Labour market institutions also play a major role in the rise of wage disparities. In the last three decades all major international organisations—such as the OECD and the IMF—have asked governments to introduce labour market ‘reforms’ going in the direction of more flexibility, lower employment protection and union power, based on the mainstream argument discussed in Stylised fact 10 that more flexible labour markets help reduce unemployment. Such policies have been introduced in a large number of countries, resulting in high wage disparities. A surprising reversal in policy advice has now emerged. The last OECD report on inequality (OECD 2015) emphasises the responsibility of weaker labour market institutions in the rise of wage inequality. The report acknowledges that ‘declining union coverage had a disequalising effect on the wage distribution’ and that ‘high union density and bargaining coverage, and the centralisation/co-ordination of wage bargaining tend to go hand in hand with lower overall wage inequality in both OECD countries and emerging economies’ (OECD 2015, p. 42; see also OECD 2011). A specific attention is devoted to the rise of non-standard jobs that ‘can also be associated with precariousness and poorer labour conditions’, lacking ‘employment protection, safeguards and fringe benefits enjoyed by colleagues on standard work contracts’; the consequences are that ‘a non-standard job typically pays less than traditional permanent work (…). These earning gaps are especially wide among low-skill, low-paid workers: non-standard workers in the bottom 40% of earners typically suffer wage penalties of 20% (…). Non-standard workers also face higher levels of insecurity in terms of the probability of job loss and unemployment and, in the case of temporary workers, report significantly higher job strain’ (ibid. p. 31). The OECD now advocates a minimum wage that ‘can help supporting low-wage workers and low-income families while avoiding significant job losses’ (ibid., p. 42).

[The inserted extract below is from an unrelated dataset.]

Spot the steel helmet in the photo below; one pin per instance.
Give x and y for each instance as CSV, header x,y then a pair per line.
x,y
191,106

A similar argument has been made by the IMF in a study (Dabla-Norris et al. 2015) showing that a decline in organised labour institutions is associated with higher inequality measured by Gini coefficients, ‘likely reflecting the fact that labor market flexibility benefits the rich and reduces the bargaining power of lower-income workers’. Additional evidence shows that ‘more lax hiring and firing regulations, lower minimum wages relative to the median wage, and less prevalent collective bargaining and trade unions are associated to higher market inequality’ (Dabla-Norris et al. 2015, p. 26).

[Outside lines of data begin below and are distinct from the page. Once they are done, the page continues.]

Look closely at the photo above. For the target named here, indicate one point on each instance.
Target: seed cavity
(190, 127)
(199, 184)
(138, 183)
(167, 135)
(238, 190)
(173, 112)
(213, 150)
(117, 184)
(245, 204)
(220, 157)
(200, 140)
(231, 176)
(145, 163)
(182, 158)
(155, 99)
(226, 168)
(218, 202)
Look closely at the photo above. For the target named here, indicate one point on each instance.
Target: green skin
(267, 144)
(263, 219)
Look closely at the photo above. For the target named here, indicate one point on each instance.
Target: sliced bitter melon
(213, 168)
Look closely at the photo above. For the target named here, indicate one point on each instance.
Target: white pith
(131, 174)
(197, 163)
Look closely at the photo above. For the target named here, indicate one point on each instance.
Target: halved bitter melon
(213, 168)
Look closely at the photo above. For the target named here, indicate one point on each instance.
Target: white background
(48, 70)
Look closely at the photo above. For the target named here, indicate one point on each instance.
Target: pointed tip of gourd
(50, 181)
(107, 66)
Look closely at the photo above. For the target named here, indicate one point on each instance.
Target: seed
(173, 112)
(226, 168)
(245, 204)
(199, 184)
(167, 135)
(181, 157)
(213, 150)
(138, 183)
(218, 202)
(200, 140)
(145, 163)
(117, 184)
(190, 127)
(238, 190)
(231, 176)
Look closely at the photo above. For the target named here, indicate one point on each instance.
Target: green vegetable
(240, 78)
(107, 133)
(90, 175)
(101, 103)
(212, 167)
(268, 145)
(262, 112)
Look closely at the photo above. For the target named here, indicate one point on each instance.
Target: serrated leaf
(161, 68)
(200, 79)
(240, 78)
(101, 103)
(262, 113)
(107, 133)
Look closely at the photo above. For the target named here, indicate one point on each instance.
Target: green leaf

The above evidence suggests the need for policies addressing the distribution of the productivity gains resulting from technological change. Over the past decades, innovation has mainly benefited capital in the form of higher profits, top earnings and financial rents in a context of increasing pressure on firms from investors demanding high financial returns. Conversely, technological change has often hit workers with job losses associated with labour-saving new processes, with new forms of low wage precarious work, with stagnant real wages. Technology is one of the engines of income inequality that has now reached record levels in many advanced and emerging countries. Such disparities are not only a problem of social justice, and they also undermine the possibility of growth and efficiency—as argued also by the OECD: ‘when income inequality rises, economic growth falls’ (OECD 2015, p. 60). New policies are therefore required for changing this state of affairs, for shaping technological change in the interest of society; for reducing its negative employment effects; for making sure that the gains from innovation and productivity go to labour in the forms of higher wages, lower working hours and improved working conditions.